Услышав это, Аня оцепенела от животного ужаса, от невозможности происходящего с нею здесь и сейчас, и всего что говорил ей об Иванове Хасан
– Аня, у нас есть только два пути. Или ты успокоишься. Или я вколю
– Хорошо, Кирилл Андреевич,– пленница сглотнула комок, застрявший в горле.– Я успокоюсь, я уже успокоилась.
– Хорошо, дочка,– Иванов снова погладил ее по щеке.– Хорошо. Отдыхай. Я оставлю тебя ненадолго. И еще одно, Аня. Называй меня папой…
Он аккуратно притворил за собой дверь и улыбнулся.
– Господи,– прошептал беззвучно.– Спасибо тебе, Господи!

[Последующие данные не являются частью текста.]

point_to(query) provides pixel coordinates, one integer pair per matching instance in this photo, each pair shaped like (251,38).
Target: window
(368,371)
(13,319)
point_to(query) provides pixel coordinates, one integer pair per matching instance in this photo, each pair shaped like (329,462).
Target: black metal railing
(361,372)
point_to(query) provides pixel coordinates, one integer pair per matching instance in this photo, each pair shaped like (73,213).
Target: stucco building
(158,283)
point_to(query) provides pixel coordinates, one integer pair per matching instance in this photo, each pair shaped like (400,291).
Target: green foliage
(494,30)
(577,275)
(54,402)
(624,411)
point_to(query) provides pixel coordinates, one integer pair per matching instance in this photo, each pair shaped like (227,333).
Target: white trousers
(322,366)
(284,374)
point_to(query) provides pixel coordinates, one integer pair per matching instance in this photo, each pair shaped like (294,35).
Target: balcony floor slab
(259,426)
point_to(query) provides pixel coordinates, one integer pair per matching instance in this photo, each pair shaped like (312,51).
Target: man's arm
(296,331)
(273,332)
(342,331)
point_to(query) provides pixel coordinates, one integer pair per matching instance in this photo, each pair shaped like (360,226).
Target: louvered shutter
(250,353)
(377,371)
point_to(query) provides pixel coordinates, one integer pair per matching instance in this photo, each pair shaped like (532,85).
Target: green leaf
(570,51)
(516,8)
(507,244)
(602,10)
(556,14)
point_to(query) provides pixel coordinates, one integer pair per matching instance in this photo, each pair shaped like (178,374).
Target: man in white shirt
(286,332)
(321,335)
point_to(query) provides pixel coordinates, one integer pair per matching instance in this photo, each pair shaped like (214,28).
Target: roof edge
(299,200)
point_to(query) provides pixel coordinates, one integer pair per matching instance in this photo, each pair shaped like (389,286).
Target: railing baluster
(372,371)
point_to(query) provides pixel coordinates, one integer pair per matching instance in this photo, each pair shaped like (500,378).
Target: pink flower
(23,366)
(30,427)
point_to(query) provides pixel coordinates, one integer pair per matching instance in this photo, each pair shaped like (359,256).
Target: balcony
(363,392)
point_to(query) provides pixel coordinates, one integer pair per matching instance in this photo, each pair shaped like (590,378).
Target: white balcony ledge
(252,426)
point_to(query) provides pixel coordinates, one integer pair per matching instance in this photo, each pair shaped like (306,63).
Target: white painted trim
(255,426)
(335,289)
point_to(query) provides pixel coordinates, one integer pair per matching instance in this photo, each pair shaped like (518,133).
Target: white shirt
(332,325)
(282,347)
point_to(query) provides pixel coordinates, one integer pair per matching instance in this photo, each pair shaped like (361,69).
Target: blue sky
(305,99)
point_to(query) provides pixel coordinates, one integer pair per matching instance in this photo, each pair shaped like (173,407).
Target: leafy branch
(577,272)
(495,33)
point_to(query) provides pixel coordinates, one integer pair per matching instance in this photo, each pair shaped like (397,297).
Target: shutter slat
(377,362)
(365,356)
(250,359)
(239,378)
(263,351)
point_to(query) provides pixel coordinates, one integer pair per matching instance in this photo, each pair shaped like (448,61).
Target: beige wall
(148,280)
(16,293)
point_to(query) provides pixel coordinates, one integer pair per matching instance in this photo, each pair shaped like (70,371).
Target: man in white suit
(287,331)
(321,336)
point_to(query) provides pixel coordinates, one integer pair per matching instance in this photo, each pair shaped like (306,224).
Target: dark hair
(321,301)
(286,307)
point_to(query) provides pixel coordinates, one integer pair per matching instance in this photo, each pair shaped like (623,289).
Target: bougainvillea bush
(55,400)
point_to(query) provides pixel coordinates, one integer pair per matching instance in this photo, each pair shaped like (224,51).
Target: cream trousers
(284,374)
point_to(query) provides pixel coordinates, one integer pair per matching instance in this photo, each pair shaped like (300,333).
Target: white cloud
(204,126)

Он вышел на крыльцо и полной грудью вдохнул сырой холодный воздух. Времени было далеко за полночь. Луна запуталась в плотных облаках, и от того ночная тьма казалась густой и осязаемой. Она царила повсюду, это был ее час. И у мужчины на крыльце ото всего этого, от пережитого только что разговора и от невыразимого никакими словами чувства любви и нежности плавилось сердце. Он снова чувствовал уже забытые приливы любви к самой последней божьей твари.
– Боже-боже,– нашептывал он все также беззвучно.– Это и есть чудо твое… Это и есть жизнь.
Для него это были не пустые слова.
Он вернулся в дом. В гостиной за лакированным столом темного дерева сидела Ирина Храмцова. Перелистывала альбом с репродукциями полотен старых мастеров. Когда Иванов появился в комнате, отложила его в сторону.
– Теперь ты доволен?– Спросила она.
Иванов подошел к ней, встал на колени и поцеловал руку.
– Спасибо! Счастье мое не передать словами.
– Любовь моя!– Она соскользнула со стула на пол и тоже встала на колени.– Я люблю тебя! Нет ничего, что бы я для тебя не сделала.
А в это время их пленница плакала в непроницаемой тьме глухой комнаты.
Спустя час Иванову позвонил Шпарак.
– Кирилл Андреевич,– задыхаясь от страха, выпалил он.– Хасан все знает! Он знает все!!!
– Это что-то меняет?– Иванов слегка отстранил от своего лица алчущие губы любовницы, и она принялась целовать его грудь.
– Меняет?.. О чем вы вообще?!– Истерично выкрикнул Шпарак.– Вы что не понимаете? Он знает все!!!
– Ты думал, что обещанное так легко получить? Ты знал на что идешь. Перестань трястись от страха. Ты знаешь, что делать. Мы все знаем…
– Но, Кирилл Андреевич…
– Ты знаешь, что должен сделать! Шаг за шагом,– оборвал его Иванов.– И больше не звони мне. Увидимся утром.
Он отключил телефон и расслабился. Ирина была ненасытна.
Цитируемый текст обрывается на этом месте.